Similarity measurement

kennedy has asked for the wisdom of the Perl Monks concerning the following question:

Replies are listed 'Best First'.
Re: Similarity measurement by hdb (Monsignor) on Apr 18, 2015 at 14:02 UTC
It really depends on the objective. You could count the occurrence of each word and compare frequencies. They could be identical but the text files could be completely different. A single 'not' could change the meaning of a text into its opposite. The 'diff' tool is useful to compare text files but mainly based on lines. You could consider your text file as a sequence of words and then apply a longest common subsequence algorithm as in Algorithm::Diff.	[reply]

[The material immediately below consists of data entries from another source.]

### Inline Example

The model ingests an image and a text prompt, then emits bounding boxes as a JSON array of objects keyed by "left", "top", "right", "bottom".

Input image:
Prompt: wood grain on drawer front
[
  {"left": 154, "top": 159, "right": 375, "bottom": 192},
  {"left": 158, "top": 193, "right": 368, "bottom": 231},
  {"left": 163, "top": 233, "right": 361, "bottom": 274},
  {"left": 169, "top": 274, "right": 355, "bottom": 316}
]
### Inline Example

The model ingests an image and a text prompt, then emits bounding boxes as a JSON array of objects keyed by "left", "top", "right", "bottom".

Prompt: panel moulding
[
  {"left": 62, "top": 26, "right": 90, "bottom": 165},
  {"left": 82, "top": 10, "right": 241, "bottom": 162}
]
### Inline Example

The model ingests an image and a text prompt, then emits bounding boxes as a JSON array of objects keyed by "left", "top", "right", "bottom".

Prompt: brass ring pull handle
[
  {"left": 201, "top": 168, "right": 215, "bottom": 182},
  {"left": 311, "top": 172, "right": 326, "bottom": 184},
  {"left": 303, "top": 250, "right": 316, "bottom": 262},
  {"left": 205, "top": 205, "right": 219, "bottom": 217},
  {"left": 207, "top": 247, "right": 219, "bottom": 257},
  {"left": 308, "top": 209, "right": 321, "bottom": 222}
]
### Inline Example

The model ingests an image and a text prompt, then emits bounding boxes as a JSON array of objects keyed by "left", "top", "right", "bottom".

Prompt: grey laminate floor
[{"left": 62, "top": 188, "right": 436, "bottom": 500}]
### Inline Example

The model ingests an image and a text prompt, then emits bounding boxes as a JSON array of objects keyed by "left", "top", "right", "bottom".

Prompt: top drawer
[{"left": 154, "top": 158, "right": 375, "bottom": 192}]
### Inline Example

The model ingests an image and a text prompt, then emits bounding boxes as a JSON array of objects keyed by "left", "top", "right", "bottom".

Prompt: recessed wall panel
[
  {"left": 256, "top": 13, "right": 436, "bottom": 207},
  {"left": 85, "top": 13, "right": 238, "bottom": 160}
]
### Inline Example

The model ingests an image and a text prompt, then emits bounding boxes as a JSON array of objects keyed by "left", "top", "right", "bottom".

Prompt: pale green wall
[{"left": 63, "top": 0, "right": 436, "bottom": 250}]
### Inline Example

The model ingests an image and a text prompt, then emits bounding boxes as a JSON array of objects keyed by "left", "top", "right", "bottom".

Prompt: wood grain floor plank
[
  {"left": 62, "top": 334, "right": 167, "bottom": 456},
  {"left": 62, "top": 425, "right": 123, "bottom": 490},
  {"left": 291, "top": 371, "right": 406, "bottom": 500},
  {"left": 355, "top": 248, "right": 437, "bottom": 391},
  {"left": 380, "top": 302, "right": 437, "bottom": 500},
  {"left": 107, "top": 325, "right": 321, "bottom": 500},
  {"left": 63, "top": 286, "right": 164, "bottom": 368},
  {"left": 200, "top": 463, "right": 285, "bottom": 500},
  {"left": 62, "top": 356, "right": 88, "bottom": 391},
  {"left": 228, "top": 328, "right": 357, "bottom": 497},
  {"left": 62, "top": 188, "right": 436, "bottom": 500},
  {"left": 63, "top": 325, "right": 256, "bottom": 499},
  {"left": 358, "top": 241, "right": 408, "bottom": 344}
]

Re: Similarity measurement by ww (Archbishop) on Apr 19, 2015 at 03:34 UTC
As hdb told you, "(i)t really depends...." Here are a just few more ways that "it...depends." Are two files with variant counts of a given word "exactly the same?" Does a pair of files in which one has certain word capitalized and the other has that word but with all chars in all lower case satisfy your spec? How do you wish to categorize a pair of files in which two different forms of a particular word occur; as, for example, when one file has a word hyphenated (at the end of a line) and the other file has the word in a position where it is not hyphenated. Despite the wisdom offered by others (above), I suspect this is do-able. I suspect one might tackle this problem by using sorted arrays of the two files, and testing for matches by position (which will require the test to skip over every instance after the first of any word which appears multiple times in one or the other files, or a word which appears multiple times in both... but a different number of multiple times. Another possibility which might be worth exploring would be to use hashes to count instances of each word in each file (and perhaps cast those to a second set of sorted arrays where each array element has the word and count (key and value pairs) from the hash) and then...? Well, one could use a regex to compare ( by position) the word (key) elements in the second set of sorted arrays and decide -- accounting for case or count or both or neither -- if you'll accept a pair as "exactly the same" or not. The arithmetic for determining the similarity percentage is left as an exercise for the OP [ :-) ] ... or, someone with better brains or more free time than I have at the moment. UPDATE: 0740 EDT 20150419: Found in C:\Perl\lib\pods\perlfaq4.pod How do I test whether two arrays or hashes are equal? With Perl 5.10 and later, the smart match operator can give you the answer with the least amount of work: use 5.010; if( @array1 ~~ @array2 ) { say "The arrays are the same"; } if( %hash1 ~~ %hash2 ) # doesn't check values! { # <- !!! say "The hash keys are the same"; } .... Sometimes, a fresh dawn and fresh coffee are helpful in finding the obvious. Update2 1230 EDT 20150421: See File Similarity Concept for a proof of concept Spirit of the Monastery	[reply]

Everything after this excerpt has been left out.